When Media Profile announced a benefit encouraging employees to spend up to four weeks working from anywhere in the world, I had one destination in mind: The Netherlands.
My last name may be a tip-off, but the land of tulips, windmills and canals has always held a special place in my heart. The opportunity to spend my weeks biking through picturesque cities, sampling every Bitterballen and Stroopwafel I could get my hands on and blending into daily life in the city of Leiden was a dream come true.
Nine cities, four Airbnbs, two soccer matches and one engagement later, here’s everything I recommend for travelling in Holland.
The MOST important thing I encourage you to do is rent a bike for the duration of your stay.
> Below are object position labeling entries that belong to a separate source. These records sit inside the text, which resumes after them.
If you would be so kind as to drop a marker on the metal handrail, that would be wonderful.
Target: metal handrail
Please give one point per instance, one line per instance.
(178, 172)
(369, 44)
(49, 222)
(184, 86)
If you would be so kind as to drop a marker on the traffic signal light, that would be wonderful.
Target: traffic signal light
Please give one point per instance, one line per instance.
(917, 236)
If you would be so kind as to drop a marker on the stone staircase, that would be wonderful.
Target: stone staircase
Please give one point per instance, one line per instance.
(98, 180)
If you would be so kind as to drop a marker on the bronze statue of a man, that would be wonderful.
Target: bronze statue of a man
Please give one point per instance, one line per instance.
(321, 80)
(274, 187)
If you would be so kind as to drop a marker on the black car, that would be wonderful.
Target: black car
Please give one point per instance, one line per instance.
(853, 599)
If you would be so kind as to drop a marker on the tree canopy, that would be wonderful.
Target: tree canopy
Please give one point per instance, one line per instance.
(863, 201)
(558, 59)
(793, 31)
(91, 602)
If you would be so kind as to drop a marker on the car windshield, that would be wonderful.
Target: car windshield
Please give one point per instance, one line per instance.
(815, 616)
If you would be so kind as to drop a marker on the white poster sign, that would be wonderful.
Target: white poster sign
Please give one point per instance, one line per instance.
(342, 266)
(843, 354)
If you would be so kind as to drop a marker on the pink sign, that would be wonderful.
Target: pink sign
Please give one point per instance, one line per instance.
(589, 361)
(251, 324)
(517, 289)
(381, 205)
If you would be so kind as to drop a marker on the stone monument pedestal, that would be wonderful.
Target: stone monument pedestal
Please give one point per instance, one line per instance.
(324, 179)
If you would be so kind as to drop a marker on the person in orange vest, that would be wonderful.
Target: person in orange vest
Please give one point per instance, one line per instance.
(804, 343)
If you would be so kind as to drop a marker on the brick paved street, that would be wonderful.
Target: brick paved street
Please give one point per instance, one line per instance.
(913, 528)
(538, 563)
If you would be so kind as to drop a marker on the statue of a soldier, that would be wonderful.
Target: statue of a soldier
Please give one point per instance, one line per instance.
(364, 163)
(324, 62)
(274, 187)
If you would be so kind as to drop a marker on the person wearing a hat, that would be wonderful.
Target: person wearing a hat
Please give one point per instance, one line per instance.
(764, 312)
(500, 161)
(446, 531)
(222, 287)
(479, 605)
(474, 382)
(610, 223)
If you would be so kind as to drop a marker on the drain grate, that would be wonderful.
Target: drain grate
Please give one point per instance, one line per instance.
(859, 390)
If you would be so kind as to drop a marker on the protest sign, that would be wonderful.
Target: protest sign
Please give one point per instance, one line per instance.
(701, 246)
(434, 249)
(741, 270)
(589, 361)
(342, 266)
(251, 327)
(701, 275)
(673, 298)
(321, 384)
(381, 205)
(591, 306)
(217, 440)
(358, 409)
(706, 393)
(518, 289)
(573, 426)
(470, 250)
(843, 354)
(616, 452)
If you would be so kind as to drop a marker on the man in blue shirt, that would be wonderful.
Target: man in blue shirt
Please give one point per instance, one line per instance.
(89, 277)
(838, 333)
Dutch cities are meant to be biked through—while the busy streets that line the canals may seem daunting to even seasoned cyclists, I promise you the two-wheeled experience is worth it. A bike will unlock your stay in ways walking, transit, or even boats, simply can’t.
I spent the majority of my stay in a city called Leiden. A day that will forever be special to me was my “Tour de Leiden.” It was beautiful in its simplicity and I took my time biking anywhere and everywhere I could. I stopped at bars and cafes as I pleased and made sure to hit every local attraction and historical site.
Nothing felt better than starting every day by biking to the city centre for a delicious breakfast and freshly squeezed orange juice at the market. If you find yourself in The Netherlands, please, please, please find some time to bike through your surroundings—it’s an experience you won’t soon forget!
Next, the small cities and towns are where it’s at for the true Dutch experience. Don’t get me wrong, I love Amsterdam and always will. However, going slightly off the beaten path is highly recommended. Cities like Haarlem, Delft, Utrecht and Maastricht are must-sees for a more authentic understanding of what Holland is all about.
From quaint restaurants to local businesses that have been around for generations, these cities possess a unique charm that can’t be found elsewhere. Not that you asked, but my favourite was Haarlem—perhaps because I went there with little to no expectations and left fascinated by what the city had to offer.
On the topic of food, I will be frank—the Dutch do not have what can be considered a “robust” cuisine. What they do have is a bevy of tasty snacks, sweet treats and excellent pub fare. Bitterballen—comparable to a Dutch meatball—are the perfect bar snack and are best paired with a Dutch beer. Pro-tip, resist the urge to bite into these deep-fried morsels until at least five minutes after they arrive at your table; the roof of your mouth will thank me.
Also worth exploring if you have a sweet tooth are Poffertjes: A classic Dutch breakfast consisting of several toonie-sized pancakes, served with various accompaniments. My personal favourite is the banana Nutella combo. Of course, I would be remiss in not mentioning Stroopwafels. Get one freshly baked and let it speak for itself; trust me.
Oh, and as the great Marshall Ericksen says in How I Met Your Mother, don’t sleep on the Gouda.
Lastly, and this is not necessarily specific to The Netherlands, but every good vacation requires one instance of splurging on yourself. For me, this was a private canal cruise in Amsterdam. I kicked off the Work Away experience with a week of vacation, joined by my (now) fiancée. We decided that after two years of working from home without travel, we deserved to live a little lavishly.
Part of my eagerness to do so was driven by my plans to propose, and admittedly we may have splurged a little too much. But for two hours, we felt like royalty cruising the canals, munching on charcuterie and enjoying champagne. She said yes, and I wouldn’t have wanted to do it any other way.
So, in many ways, I have Media Profile to thank for helping me pull off the perfect engagement. Thanks, MP!
That’s all I have for an abbreviated tip list, but I also wanted to share a Dutch peculiarity I came to fall in love with: the importance of being on time. A tenant of Dutch culture is to be on time for everything you do. There is a saying in The Netherlands: “Being on time is arriving when the church bells start to ring. Fashionably late is waiting for them to finish.” I don’t know why, but I love that.
Being on time is one of the best ways to convey love and respect for the people and things that mean the most to us. I’ll be taking a newfound appreciation for what it means to be on time home with me.
Five unforgettable weeks have come and gone in the blink of an eye, but this was an experience I’ll cherish forever. A flight home to Canada is all that awaits, and the church bells are ringing.